Alternatively, referring to FIG. 2 as the second embodiment, the input terminals are not limited to two. Third, forth, or more input terminals can be added into present invention. It is shown on FIG. 2 as “receiver X input status”. X indicates the number of the inputs.

In Input Level 310, the time delay blocks 220 is not limited in approximately 1 μsec or in approximately 2 μsec, respectively, but can be in any appropriate time delays such that a non-synchronous transition would not present to the subsequent circuit blocks. Is is shown on FIG. 2 as “time delay ˜x usec”.

In the NAND gate Level 320, the output signal 230 of time delay block 220 becomes one of the inputs of the NAND gate 240. The output 160 of the NAND gate 150 serves as the second input of the NAND gate 240, while the output 250 of the NAND gate 40 serves as the third input of the NAND gate 150. This Reset-Set Latch, together with the NAND gate 40, NAND gate 150, and NAND gate 240 provides a trio Reset-Set Latch function.

When the input signal 230 is at logic HIGH, if the second input of the NAND gate 240 is at logic HIGH, the output signal 250 of the NAND gate 240 would be at logic LOW. When the input signal 230 is at logic HIGH, if the second input 160 of the NAND gate 240 is at logic LOW, the output signal 250 of the NAND gate 240 would be at logic HIGH. When the input signal 230 is at logic LOW, if the second input 160 of the NAND gate 240 is at logic HIGH, the output signal 250 of the NAND gate 240 would be at logic HIGH. When the input signal 230 is at logic LOW, if the second input 160 of the NAND gate 240 is at logic LOW, the output signal 250 of the NAND gate 240 would be at logic HIGH.
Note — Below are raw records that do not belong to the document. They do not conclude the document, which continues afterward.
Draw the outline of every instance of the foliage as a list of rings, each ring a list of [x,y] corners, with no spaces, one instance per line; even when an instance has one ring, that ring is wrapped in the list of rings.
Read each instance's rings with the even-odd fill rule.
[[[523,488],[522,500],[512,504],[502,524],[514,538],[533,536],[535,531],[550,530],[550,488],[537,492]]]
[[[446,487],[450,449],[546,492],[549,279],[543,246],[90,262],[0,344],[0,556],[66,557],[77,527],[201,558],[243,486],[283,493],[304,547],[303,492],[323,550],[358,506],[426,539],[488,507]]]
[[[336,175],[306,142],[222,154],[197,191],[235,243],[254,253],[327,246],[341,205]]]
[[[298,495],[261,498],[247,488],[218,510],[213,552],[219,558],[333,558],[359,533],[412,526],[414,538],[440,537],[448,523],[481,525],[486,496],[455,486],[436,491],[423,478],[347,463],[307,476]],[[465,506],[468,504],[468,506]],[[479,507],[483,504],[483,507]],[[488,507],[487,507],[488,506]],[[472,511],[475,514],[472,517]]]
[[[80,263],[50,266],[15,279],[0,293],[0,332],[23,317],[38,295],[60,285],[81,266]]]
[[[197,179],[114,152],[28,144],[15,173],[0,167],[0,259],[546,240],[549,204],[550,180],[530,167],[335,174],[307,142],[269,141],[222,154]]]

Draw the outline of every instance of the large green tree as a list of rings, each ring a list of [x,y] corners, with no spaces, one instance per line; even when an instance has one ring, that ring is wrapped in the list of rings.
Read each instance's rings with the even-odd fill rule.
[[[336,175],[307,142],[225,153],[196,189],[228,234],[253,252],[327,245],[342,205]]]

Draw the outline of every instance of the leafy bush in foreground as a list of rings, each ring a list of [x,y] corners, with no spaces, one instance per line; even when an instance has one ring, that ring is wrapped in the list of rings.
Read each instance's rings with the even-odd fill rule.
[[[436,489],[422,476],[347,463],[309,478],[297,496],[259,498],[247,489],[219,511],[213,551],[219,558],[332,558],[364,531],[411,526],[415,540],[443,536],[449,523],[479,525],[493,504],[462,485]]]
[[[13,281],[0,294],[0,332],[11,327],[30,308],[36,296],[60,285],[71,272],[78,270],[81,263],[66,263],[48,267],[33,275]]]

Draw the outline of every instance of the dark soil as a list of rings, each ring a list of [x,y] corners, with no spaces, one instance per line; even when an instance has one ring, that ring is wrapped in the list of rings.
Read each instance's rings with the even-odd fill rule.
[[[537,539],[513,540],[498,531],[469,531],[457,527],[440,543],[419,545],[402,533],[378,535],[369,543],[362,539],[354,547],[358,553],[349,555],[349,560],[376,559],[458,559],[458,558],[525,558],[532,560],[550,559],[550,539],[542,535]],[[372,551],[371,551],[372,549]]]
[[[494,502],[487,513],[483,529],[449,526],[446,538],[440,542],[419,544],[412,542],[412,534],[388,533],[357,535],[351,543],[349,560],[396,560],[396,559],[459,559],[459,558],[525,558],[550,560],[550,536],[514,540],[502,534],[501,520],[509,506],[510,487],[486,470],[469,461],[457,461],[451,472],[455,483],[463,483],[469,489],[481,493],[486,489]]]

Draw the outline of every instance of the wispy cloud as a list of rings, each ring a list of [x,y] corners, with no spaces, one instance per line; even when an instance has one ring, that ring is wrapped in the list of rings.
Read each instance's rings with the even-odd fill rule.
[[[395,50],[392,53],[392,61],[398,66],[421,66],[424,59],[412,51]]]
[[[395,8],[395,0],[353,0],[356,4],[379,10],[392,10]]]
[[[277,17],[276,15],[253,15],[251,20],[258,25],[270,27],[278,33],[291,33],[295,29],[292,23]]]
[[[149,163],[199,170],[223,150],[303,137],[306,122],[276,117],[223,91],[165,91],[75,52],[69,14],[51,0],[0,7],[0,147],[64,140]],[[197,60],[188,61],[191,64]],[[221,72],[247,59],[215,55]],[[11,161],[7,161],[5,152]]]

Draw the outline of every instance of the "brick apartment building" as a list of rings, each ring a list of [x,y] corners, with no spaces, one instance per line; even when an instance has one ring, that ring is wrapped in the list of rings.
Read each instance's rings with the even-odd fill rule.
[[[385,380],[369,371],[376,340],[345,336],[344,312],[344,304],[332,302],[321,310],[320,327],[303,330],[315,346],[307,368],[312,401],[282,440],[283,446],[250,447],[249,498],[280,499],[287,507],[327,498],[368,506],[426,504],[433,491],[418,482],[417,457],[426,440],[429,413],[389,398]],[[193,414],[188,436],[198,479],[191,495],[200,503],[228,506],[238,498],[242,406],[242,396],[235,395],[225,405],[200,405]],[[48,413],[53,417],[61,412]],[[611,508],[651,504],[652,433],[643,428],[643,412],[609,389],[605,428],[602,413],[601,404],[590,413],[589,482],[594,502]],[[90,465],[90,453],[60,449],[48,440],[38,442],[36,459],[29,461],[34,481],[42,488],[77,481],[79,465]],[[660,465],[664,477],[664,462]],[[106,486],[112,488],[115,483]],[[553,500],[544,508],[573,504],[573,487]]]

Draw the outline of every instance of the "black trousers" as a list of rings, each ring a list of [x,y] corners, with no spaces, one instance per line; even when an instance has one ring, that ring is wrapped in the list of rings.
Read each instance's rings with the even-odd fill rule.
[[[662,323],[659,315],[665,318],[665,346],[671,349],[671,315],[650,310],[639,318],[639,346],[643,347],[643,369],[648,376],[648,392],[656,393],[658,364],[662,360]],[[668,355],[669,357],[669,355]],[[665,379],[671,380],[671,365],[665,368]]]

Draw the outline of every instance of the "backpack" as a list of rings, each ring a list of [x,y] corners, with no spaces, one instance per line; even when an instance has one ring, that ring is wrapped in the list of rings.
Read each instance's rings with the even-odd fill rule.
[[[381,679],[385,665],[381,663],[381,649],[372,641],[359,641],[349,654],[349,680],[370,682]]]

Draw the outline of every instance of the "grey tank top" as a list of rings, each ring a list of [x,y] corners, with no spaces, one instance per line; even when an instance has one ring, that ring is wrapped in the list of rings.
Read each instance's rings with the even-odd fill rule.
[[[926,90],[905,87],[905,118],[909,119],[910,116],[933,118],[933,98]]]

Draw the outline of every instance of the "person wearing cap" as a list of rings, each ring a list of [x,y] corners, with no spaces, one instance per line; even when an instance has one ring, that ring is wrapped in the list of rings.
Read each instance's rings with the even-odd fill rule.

In the NOR gate Level 340, all the output signals 70, 180, and 270 become the input signals of the NOR gate 80, with an output signal 90. Only if all of the input signals 70, 180, and 270 are at logic LOW, the output signal 90 would be at logic HIGH. When either of the input signals 70, 180, or 270 is at logic HIGH, the output signal 90 would be at logic LOW.

Similarly, when the status of the input signal 210 indicates no activity at the communication links, either by disconnection of the communication cable or by powering down the transmitter side of the communication cable, after going through time delay blocks 220, the cross-coupled Reset-set latch would either reset or set the output signals 250, which in turns, would go through glitch-free time delay block 100 and produces a HIGH output signals 110 indicating no activity is detected at the communication links, and shutting-down the power.

The foregoing describes the preferred embodiments of the invention and modifications may be made without departing from the spirit and scope of the invention as set forth in the following claims.

(10) Receiver Input Signal  (210) Receiver Input Signal
(20) Time Delay Block       (220) Time Delay Block
(30) Output signal          (230) Output Signal
(40) NAND gate              (240) NAND gate
(50) Output Signal          (250) Output Signal
(60) Inverter               (260) Inverter
(70) Output Signal          (270) Output Signal
(80) NOR Gate               (310) input level
(90) Output Signal          (320) NAND gate level
(100) Time Delay Block      (330) Inverter level
(110) Output Signal         (340) NOR gate level
(120) Receiver Input Signal (350) output level
(130) Time Delay Block      (410) Tier One
(140) Output Signal         (420) Tier Two
(150) NAND Gate             (430) Tier X
(160) Output Signal
(170) Inverter
(180) Output Signal

Claims

1. An auto power saving device for multi-channel transceiver comprising: at least one tier and five levels, the five levels comprising: an input level for each tier having at least one input and producing a time delayed binary signal, a NAND gate level having one NAND gate for each tier, each NAND gate receiving a signal from its respective input and from the output of an upper neighboring NAND gate if such NAND gate exists and from the output of a lower neighboring NAND gate if such NAND gate exists, an inverter level comprising one inverter per tier receiving and inverting said signal from its respective NAND gate, and a NOR gate level comprising one NOR gate that receives all inputs from all inverters on all tiers, and an Output Level producing an output signal.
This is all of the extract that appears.